We often ask couples who attend our workshops to bring pictures of themselves taken at home. Here’s what we saw in one case: His photograph showed him standing in his home office, which was immaculate, airy, and primarily beige and white geometric shapes. His wife’s photograph showed her in her art studio at the other end of the house. It was difficult to see her work table through the stacks of canvases and other materials that covered every possible surface and spilled over onto the floor. She was beaming; he stood with arms crossed and a severe expression. We sometimes jokingly categorize people into two types: the happy idiot and the sharp pencil. This couple certainly illustrated those labels. But it’s also important to recognize that the sharp pencil and happy idiot have much to teach each other if they can separate their old anger at authority figures from the current learning opportunities. Cops and robbers was fun as kids and can be fun as adults if you play and appreciate rather than judge and control. In
our relationship Kathlyn fills the sharp pencil role and Gay the happy idiot. As each of us has expanded our range, we’ve come to deeply appreciate our complementary skills and to relax fairly easily out of power struggles.

The Sexual Feelings Era

On the heels of the authority phase comes the time when our sexual feelings start to develop. This awakening of ourselves as male and female occurs simultaneously with the development of wonder and creativity. We begin to move in an expanded world beyond the family and to play actively with running, tricycles, forts, and other “pretend” games. Our questions during this three-to-four-year-old time include: “Is it all right to be fully sexual? Is it safe to feel all my feelings? Is it safe to communicate about them? Will my creativity be supported or stymied here?”

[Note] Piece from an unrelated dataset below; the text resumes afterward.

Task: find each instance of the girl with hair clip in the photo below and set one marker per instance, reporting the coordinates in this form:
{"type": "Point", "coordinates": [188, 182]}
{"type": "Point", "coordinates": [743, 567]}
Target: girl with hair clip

In adult relationships issues from this developmental stage often come to light when we feel sexual feelings for people other than the one to whom we’re committed. In a healthy relationship sexual feelings are felt, acknowledged, and expressed in straightforward ways. You say, “When we were at the party tonight, I felt some sexual attraction for Jerry. I have no intention of acting on it, but I wanted to let you know I was feeling it.” If your partner is committed to an authentic relationship, he or she will appreciate you for saying this.

Issues from this era also emerge when we feel our creative or sexual impulses are being stopped. People may interrupt their partner’s passionate speeches to go check the wash, stop a spontaneous song with a question about a tax return, or deaden wordplay with a reminder about not being late for the dentist. In this era we become intimate and friendly with the zone of the unknown, or else we tighten down around the security of routine.

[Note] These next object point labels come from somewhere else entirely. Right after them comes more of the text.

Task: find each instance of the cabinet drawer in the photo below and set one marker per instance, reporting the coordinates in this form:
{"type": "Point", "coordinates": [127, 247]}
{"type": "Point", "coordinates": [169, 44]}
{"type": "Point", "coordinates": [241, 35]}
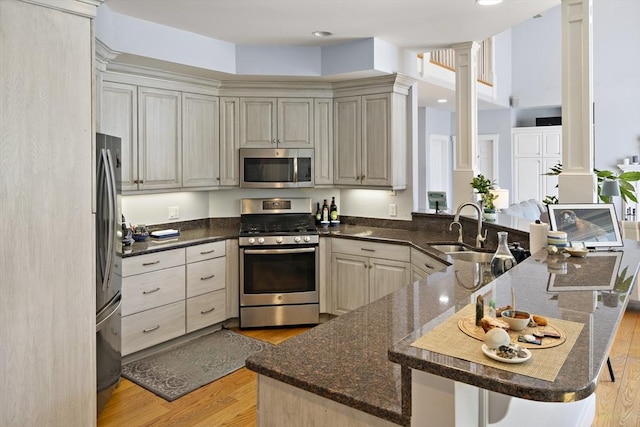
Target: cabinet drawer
{"type": "Point", "coordinates": [152, 262]}
{"type": "Point", "coordinates": [205, 251]}
{"type": "Point", "coordinates": [150, 290]}
{"type": "Point", "coordinates": [206, 310]}
{"type": "Point", "coordinates": [205, 276]}
{"type": "Point", "coordinates": [372, 249]}
{"type": "Point", "coordinates": [425, 262]}
{"type": "Point", "coordinates": [152, 327]}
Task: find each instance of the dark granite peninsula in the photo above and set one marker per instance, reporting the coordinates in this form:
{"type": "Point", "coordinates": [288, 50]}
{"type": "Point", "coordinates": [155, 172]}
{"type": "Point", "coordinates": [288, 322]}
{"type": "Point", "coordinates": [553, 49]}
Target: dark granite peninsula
{"type": "Point", "coordinates": [361, 368]}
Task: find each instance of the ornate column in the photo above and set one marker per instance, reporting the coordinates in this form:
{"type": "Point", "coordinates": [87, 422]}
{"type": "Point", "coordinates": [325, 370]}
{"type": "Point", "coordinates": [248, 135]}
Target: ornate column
{"type": "Point", "coordinates": [466, 121]}
{"type": "Point", "coordinates": [577, 182]}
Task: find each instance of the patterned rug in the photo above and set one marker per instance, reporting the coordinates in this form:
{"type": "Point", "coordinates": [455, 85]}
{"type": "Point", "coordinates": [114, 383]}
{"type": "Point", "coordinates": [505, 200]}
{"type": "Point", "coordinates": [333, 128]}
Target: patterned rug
{"type": "Point", "coordinates": [177, 371]}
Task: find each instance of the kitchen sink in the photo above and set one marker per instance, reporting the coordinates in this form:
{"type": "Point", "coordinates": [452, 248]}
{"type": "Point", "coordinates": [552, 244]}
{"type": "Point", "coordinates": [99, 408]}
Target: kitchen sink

The Power of Acknowledgment

When these developmental issues arise, you can best deal with them by noticing them in your interaction patterns and in your whole-body responses. For example, at birth Kathlyn experienced some trauma as a result of her forceps delivery with anesthesia. But she eventually resolved the residual pattern: “I noticed several cues that pointed toward birth issues. Whenever we would be getting ready to go to the airport for a trip, I would get very anxious about being late and missing the plane. We have noticed how similar the experience of taking an airplane trip is to the birth process. You start in an open space and enter into smaller and smaller corridors until you’re strapped into a small space where the pressure increases and there’s a lot of roaring and forward momentum that you absolutely cannot control. Often chemical fumes appear as the plane is getting ready for takeoff, which invariably made me nauseous. I would start trying to hurry Gay and would get impatient if he wanted to make a last cup of coffee to take in the car. I noticed that getting mad or getting worried didn’t help, but talking about my body sensations and what they reminded me of did shift my anxiety so I could participate again in the moment.